$9 million health blitz targets ice, chronic disease
INDIGENOUS health on the Northern Rivers will receive a $9.1 million investment in community driven programs to tackle significant health challenges including ice and drug addiction, mental conditions, suicide and chronic disease.
On Monday Indigenous Health Minister Ken Wyatt visited Ballina, Lismore and Casino to talk with providers of innovative services in the areas of combating ice dependence, mental health conditions, suicide prevention and chronic disease
He said the funding, commissioned through the North Coast Primary Health Network (PHN), comprised $5.029 million for integrated team care, $2.095 million for drug and alcohol treatment services for Aboriginal and Torres Strait Islanders and $2.006 million for indigenous mental health flexible funding.
Mr Wyatt said the funding supported community driven projects, including mental health, alcohol and other drug services, where local Aboriginal people previously experienced challenges accessing support.
"This includes early intervention trial programs for people with co-existing drug and alcohol issues to encourage them to seek help early and remain connected with support," he said.
"New residential detox services allow Aboriginal men to reconnect with their history, culture and community, and a new health partnership is seeing Aboriginal people trained to become community leaders in suicide prevention."
Mr Wyatt said collaborative, community based approaches were the key to delivering health services that would help close the gap in local Indigenous health.
"There is a strong focus on early intervention in the fight against chronic disease, through programs that support Aboriginal people to attend medical appointments and ensure they receive coordinated and multidisciplinary care," he said.

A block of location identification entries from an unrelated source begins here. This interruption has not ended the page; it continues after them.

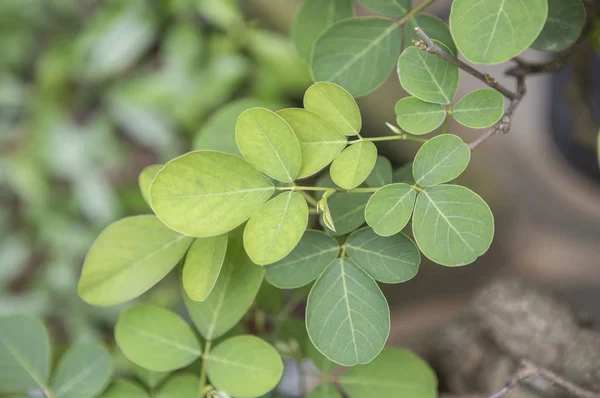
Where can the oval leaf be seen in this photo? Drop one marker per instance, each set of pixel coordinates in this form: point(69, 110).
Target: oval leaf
point(479, 109)
point(268, 143)
point(492, 31)
point(232, 295)
point(24, 353)
point(276, 228)
point(341, 59)
point(441, 159)
point(202, 266)
point(305, 263)
point(314, 17)
point(352, 167)
point(207, 193)
point(563, 26)
point(83, 372)
point(128, 258)
point(319, 140)
point(427, 76)
point(336, 105)
point(419, 117)
point(391, 259)
point(452, 225)
point(244, 366)
point(347, 316)
point(394, 373)
point(389, 209)
point(156, 339)
point(145, 180)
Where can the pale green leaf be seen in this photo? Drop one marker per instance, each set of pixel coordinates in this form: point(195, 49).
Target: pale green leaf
point(156, 338)
point(452, 225)
point(244, 366)
point(202, 266)
point(276, 228)
point(492, 31)
point(233, 293)
point(419, 117)
point(434, 27)
point(352, 167)
point(394, 373)
point(320, 142)
point(124, 389)
point(427, 76)
point(479, 109)
point(145, 180)
point(347, 316)
point(207, 193)
point(180, 386)
point(391, 259)
point(347, 211)
point(82, 372)
point(305, 263)
point(24, 353)
point(390, 8)
point(335, 105)
point(440, 159)
point(381, 174)
point(339, 58)
point(268, 143)
point(563, 26)
point(128, 258)
point(389, 209)
point(314, 17)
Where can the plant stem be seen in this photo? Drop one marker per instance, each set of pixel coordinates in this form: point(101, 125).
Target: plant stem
point(201, 390)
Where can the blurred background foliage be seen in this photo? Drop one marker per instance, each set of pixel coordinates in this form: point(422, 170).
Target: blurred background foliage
point(93, 91)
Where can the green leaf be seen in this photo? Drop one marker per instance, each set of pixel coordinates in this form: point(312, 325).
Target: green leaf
point(233, 293)
point(347, 316)
point(563, 26)
point(145, 179)
point(394, 373)
point(427, 76)
point(341, 59)
point(268, 143)
point(276, 228)
point(479, 109)
point(324, 391)
point(156, 338)
point(419, 117)
point(179, 386)
point(305, 263)
point(244, 366)
point(434, 27)
point(441, 159)
point(391, 259)
point(206, 193)
point(492, 31)
point(320, 142)
point(381, 174)
point(128, 258)
point(218, 133)
point(82, 372)
point(352, 167)
point(389, 209)
point(347, 211)
point(336, 105)
point(452, 225)
point(24, 353)
point(314, 17)
point(124, 389)
point(202, 266)
point(390, 8)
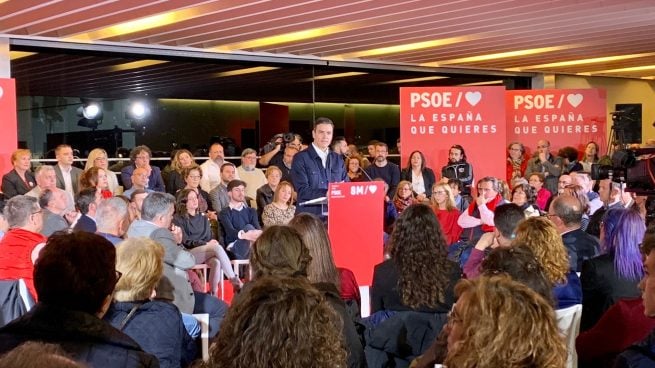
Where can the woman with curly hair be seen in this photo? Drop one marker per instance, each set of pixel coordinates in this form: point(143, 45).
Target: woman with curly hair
point(499, 322)
point(95, 177)
point(280, 322)
point(418, 276)
point(615, 273)
point(283, 251)
point(540, 236)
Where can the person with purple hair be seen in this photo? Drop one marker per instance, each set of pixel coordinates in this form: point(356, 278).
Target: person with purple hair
point(615, 273)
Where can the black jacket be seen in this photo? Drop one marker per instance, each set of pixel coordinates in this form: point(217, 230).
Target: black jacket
point(83, 336)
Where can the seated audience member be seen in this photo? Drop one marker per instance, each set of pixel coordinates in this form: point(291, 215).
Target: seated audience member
point(113, 219)
point(566, 213)
point(458, 168)
point(155, 222)
point(95, 178)
point(281, 322)
point(381, 168)
point(416, 243)
point(281, 210)
point(75, 277)
point(507, 218)
point(524, 196)
point(491, 304)
point(20, 179)
point(404, 197)
point(265, 193)
point(218, 195)
point(541, 237)
point(281, 251)
point(461, 202)
point(443, 205)
point(615, 273)
point(640, 353)
point(479, 217)
point(537, 181)
point(182, 159)
point(238, 221)
point(139, 182)
point(516, 161)
point(197, 239)
point(20, 246)
point(87, 202)
point(53, 207)
point(98, 158)
point(155, 325)
point(354, 168)
point(546, 164)
point(421, 177)
point(140, 158)
point(249, 174)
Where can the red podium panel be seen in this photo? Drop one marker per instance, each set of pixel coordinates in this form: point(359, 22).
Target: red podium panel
point(9, 136)
point(355, 226)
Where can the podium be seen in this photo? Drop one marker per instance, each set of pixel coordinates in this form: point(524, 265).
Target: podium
point(355, 226)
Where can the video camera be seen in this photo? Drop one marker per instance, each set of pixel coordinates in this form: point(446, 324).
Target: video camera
point(282, 139)
point(633, 167)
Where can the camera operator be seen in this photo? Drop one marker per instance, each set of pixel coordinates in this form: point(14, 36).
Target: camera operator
point(275, 148)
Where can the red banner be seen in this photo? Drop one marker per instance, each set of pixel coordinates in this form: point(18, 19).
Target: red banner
point(433, 118)
point(9, 136)
point(355, 226)
point(565, 117)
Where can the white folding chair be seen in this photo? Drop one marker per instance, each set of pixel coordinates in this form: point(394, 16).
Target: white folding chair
point(203, 320)
point(568, 321)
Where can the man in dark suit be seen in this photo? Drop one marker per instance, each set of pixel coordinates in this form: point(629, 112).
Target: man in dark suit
point(317, 166)
point(68, 176)
point(566, 213)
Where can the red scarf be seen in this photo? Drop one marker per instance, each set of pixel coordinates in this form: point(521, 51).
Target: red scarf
point(475, 212)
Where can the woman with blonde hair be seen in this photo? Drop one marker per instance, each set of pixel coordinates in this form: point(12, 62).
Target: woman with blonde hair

"Partnerships are also being funded to help identify the early signs of kidney disease which will improve the quality of life of Aboriginal people and reduce the need for dialysis treatment."
Widespread cultural awareness training of health staff will also help clinicians to better understand how they can support the health needs of their Aboriginal patients when they attend medical clinics, which in turn may encourage people to seek treatment early.
"We know that working with both individuals and Aboriginal Medical Services has been an important part of this commissioning process, and has shaped the prioritisation, planning and evaluation of these health services," Mr Wyatt said.
"We also need to consider how other factors affect health outcomes, such as family pressures, culture, employment, education and housing (and) recognising the impact of these factors will help inform a preventive, whole-of-life approach to Indigenous health."
Key North Coast PHN Indigenous investments:
Integrated Team Care: $5.029 million (2016-18) to improve access to coordinated care for chronic conditions and culturally appropriate care.
Drug and Alcohol Treatment Services for Aboriginal and Torres Strait Islanders: $2.095 million (2016-19) to increase capacity of the drug and alcohol treatment sector though improved regional coordination and by commissioning additional drug and alcohol treatment services for Aboriginal and Torres Strait Islander people.
Indigenous Mental Health Flexible Funding: $2.006 million (2016-18) to improve access to integrated, culturally appropriate and safe mental health services that holistically meet the needs of Aboriginal and Torres Strait Islander people.
North Coast PHN Indigenous projects also include:
headspace Grafton: Funding for establishment and service delivery for new headspace facility;
After Hours Services: To reduce avoidable hospitalisations for Aboriginal and Torres Strait Islander people by supporting carers of high-risk groups in providing home care after hours; and
Aged Care Services: Includes a Residential Care Improvement Program to improve referral processes and relationships between general practice and aged care facilities. Targeted support for Aboriginal Medical Services in the Tweed, Richmond and Clarence Valley regions to support patients at risk in winter, and preparation of a dementia services action plan and provision of dementia services information to local people.